Breaking Free From Deep-Rooted Sexism

Founded by nine young unemployed women in 1990 in Scalea, a pretty town along the Calabrian coast, the Idea 90 social cooperative quickly became a local leader in childcare provision. It now works with public authorities and many businesses in the local area to provide a range of services, mostly for children (nurseries, summer schools) but also adolescents at risk of social marginalization, the elderly and the differently abled. The fact that the cooperative’s services enable women to continue working even after becoming mothers fits perfectly with its already-strong feminist ethos, which goes against the entrenched sexism often found in southern Italian culture and society.

 

 The original impetus for the cooperative’s founding came from Emilia Mezzatesta, now the cooperative’s president. “Meritocracy and a spirit of sacrifice and innovation distinguish our ‘mission’,” she says. The cooperative’s team of women (there is one man out of the six members and four permanent employees) are aged 20 and up, and, says Mezzatesta, “with grit and determination, we have been disproving for over two decades the image of a woman from southern Italy who does not see, does not hear, does not speak.”

The cooperative has always funded itself, and is fiercely proud of its independence. “That makes us co-protagonists in our growth,” says Mezzatesta. “We resolutely challenge those who would still like to see us subjugated to chauvinist policies, pushed behind the gynaeceum [women’s quarters in Ancient Greek homes], waiting for something to change.”

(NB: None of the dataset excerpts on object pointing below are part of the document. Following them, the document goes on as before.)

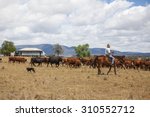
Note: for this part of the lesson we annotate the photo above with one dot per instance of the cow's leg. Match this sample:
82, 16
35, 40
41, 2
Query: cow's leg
47, 64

“In the meantime,“ she continues, “some of us have awoken from the deep coma and are looking beyond the bedspread, and have discovered with great wonder that today, more than ever before, cooperation is woman, a woman able to reconcile family, work, enterprise, while fully respecting herself and others.”

Promoting cooperative values is essential to Idea 90’s mission, values that Mezzatesta sees as providing services for people in their psychophysical entirety, body, soul and spirit. Working in a cooperative determines a social awareness and knowledge, with a process of sharing accompanied by personal and group growth.

“There are many advantages to the cooperative model,” she says, “ranging from the material (lowering of costs, tax breaks) to the spiritual, including the development of one’s own self and the interaction with the other that in a kind of fusion becomes ‘us’, the collective identity able to promote culture and richness in one’s own territory.

As well as the regular childcare services, Idea 90 also organizes school integration for differently abled children and arts therapy workshops for autistic and differently abled children and adolescents. Training adults in arts therapies, including dance movement, art, music and drama, will be an important part of the cooperative’s future development, through the St-Art School project, launched in 2012.

In collaboration with an arts therapy and creative sciences institute in Puglia and ART.ED.O., the Mediterranean centre for arts therapies and holistic disciplines, Idea 90, will be provided advanced training in arts therapies.

 

Innovation and training will always be part of Idea 90’s development, and Mezzatesta looks to the future with ambition and optimism. “We are determined to scale the heights of quality,” she says, “while strengthening the social and educational services in Calabria, becoming the indisputable leader in the field. Presumption? No, a desire for liberation, knowing that there is something more and that it is our right and duty to pursue it and put it at the service of our community.”